アメリカとの「核の共同運用」についての議論をまずしなければならない

岸田文雄首相と日米共同記者会見を行うバイデン米大統領=2022年5月23日午後2時42分、東京・元赤坂の迎賓館 写真提供:産経新聞社

核兵器禁止条約の初会合が開幕

2021年に発効した核兵器禁止条約の今後の運用を話し合う初めての締約国会議が、日本時間の6月21日午後5時過ぎからオーストリアの首都ウィーンで始まった。アメリカ、イギリス、フランス、中国、ロシアの核保有5ヵ国は条約に反対し参加しておらず、日本も今回の会議には出席していない。

飯田)会議は最終日の23日に、行動計画や核兵器の非人道性を訴える政治声明をまとめる見通しだそうです。日本からは広島市の松井市長、長崎市の田上市長がそれぞれ演説したということです。

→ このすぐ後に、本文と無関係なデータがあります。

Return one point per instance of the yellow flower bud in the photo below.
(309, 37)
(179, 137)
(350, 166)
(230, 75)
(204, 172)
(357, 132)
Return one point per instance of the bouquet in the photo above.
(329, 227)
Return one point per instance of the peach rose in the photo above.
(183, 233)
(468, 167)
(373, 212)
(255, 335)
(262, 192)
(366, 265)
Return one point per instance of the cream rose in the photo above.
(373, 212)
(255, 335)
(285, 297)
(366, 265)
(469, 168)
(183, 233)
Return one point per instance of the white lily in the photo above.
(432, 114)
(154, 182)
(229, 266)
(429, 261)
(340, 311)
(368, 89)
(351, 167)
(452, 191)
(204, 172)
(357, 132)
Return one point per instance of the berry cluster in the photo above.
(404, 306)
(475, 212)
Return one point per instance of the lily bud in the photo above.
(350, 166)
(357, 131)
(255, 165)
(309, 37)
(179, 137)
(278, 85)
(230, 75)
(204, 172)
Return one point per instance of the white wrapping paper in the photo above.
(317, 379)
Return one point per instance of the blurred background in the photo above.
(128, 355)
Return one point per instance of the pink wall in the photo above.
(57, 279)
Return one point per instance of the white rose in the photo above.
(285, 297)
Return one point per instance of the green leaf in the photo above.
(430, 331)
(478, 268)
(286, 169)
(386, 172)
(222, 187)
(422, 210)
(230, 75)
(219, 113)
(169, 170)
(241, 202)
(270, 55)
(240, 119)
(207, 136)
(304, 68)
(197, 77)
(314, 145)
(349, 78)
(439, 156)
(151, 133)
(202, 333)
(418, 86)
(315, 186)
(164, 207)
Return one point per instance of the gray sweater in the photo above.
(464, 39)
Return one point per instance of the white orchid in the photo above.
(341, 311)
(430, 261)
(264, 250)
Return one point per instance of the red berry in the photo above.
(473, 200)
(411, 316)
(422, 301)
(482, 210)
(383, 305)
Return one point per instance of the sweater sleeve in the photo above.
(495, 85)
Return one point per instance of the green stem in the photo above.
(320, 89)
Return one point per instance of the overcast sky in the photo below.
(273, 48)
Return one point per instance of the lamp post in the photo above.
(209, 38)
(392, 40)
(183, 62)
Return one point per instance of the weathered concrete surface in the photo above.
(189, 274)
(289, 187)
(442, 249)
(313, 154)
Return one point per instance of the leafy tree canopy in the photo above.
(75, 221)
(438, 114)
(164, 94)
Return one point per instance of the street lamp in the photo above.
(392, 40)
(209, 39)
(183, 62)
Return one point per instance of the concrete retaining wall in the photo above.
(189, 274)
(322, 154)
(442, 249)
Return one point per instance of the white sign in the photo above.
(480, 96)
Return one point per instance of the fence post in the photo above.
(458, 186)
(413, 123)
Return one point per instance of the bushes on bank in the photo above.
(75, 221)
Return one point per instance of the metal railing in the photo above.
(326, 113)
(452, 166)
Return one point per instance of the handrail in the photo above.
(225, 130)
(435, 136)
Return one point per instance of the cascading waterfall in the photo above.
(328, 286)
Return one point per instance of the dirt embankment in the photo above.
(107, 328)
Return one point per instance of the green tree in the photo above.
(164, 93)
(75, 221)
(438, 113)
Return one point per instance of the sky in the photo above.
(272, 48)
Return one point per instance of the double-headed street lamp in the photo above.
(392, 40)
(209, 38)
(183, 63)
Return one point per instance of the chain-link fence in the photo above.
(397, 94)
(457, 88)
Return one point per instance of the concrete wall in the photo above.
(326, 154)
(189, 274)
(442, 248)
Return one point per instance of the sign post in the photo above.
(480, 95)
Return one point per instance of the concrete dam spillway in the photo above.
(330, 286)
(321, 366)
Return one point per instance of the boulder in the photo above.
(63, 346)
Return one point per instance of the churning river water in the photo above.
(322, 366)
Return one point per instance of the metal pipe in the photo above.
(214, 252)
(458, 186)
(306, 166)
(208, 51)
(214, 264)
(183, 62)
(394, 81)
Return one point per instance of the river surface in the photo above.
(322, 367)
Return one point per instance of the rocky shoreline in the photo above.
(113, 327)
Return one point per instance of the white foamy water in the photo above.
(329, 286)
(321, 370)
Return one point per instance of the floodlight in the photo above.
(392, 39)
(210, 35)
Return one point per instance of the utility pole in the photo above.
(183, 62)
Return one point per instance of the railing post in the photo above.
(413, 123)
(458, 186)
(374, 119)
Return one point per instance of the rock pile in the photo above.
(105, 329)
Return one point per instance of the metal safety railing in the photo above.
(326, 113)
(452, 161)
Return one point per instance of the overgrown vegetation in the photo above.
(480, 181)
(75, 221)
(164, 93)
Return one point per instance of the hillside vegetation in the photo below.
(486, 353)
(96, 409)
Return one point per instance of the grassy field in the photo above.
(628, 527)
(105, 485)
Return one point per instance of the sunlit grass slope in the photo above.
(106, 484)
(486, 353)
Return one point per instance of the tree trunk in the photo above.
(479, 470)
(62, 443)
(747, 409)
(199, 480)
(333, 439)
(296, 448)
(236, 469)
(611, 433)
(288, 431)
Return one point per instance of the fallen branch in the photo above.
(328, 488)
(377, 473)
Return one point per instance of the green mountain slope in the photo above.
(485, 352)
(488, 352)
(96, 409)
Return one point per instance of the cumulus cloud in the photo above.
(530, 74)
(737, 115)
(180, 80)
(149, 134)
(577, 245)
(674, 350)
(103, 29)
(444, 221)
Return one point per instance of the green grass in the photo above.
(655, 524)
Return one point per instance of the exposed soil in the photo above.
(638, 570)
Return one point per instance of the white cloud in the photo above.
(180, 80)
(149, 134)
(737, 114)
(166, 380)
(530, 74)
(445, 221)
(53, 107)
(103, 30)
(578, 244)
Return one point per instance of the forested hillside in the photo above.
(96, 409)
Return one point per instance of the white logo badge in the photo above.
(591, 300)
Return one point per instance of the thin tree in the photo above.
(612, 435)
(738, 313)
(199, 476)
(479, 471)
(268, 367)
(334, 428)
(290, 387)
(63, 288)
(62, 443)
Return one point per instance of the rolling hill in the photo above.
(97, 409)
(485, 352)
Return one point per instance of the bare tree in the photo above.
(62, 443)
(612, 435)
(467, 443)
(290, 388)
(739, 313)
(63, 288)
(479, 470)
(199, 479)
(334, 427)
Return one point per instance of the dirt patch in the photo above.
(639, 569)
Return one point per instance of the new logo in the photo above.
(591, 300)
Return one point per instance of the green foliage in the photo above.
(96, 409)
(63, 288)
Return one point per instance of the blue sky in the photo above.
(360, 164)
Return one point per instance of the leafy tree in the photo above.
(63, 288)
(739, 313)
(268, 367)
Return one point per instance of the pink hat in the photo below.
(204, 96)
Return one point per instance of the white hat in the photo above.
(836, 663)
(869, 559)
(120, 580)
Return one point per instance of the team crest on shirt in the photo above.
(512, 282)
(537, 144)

高橋)日本の論調だと、「日本は被爆国なのだから核兵器禁止は当たり前だ」と言う人がいます。基本的には、核兵器保有国が禁止に反対するのは当たり前ですが、それ以外のところでも、NATOなどの核の傘があるところも参加できません。参加してしまうと、NATOから出ろということになってしまいます。

飯田)整合性が取れなくなってしまう。

核共有のドイツ、オランダなどがオブザーバーとして参加 ~共同運用するということは自分の意見が通る

高橋)守ってもらっている国は情けないのですが、参加できない。できないのだけれど、オブザーバーとして行くことはどうなのでしょうか。オブザーバーで行くようなときには、それなりの覚悟も必要です。

飯田)覚悟。

高橋)日本の場合は日米同盟がありますが、核攻撃からアメリカが本当に守ってくれるかどうかわからないという状態です。オブザーバーとして参加している国は、ドイツ、オランダ、ベルギー辺りですが、これらの国は実は核共有の国です。核共有の国では、基本的な考え方として、核を共同運用するということです。

飯田)核共有の国は。

高橋)共同運用するということは、一方的に守ってもらうのではなく、ある程度、自分の意見が通るのです。そのように自分の意思が通るところだと、オブザーバーとして参加できる余地があるのです。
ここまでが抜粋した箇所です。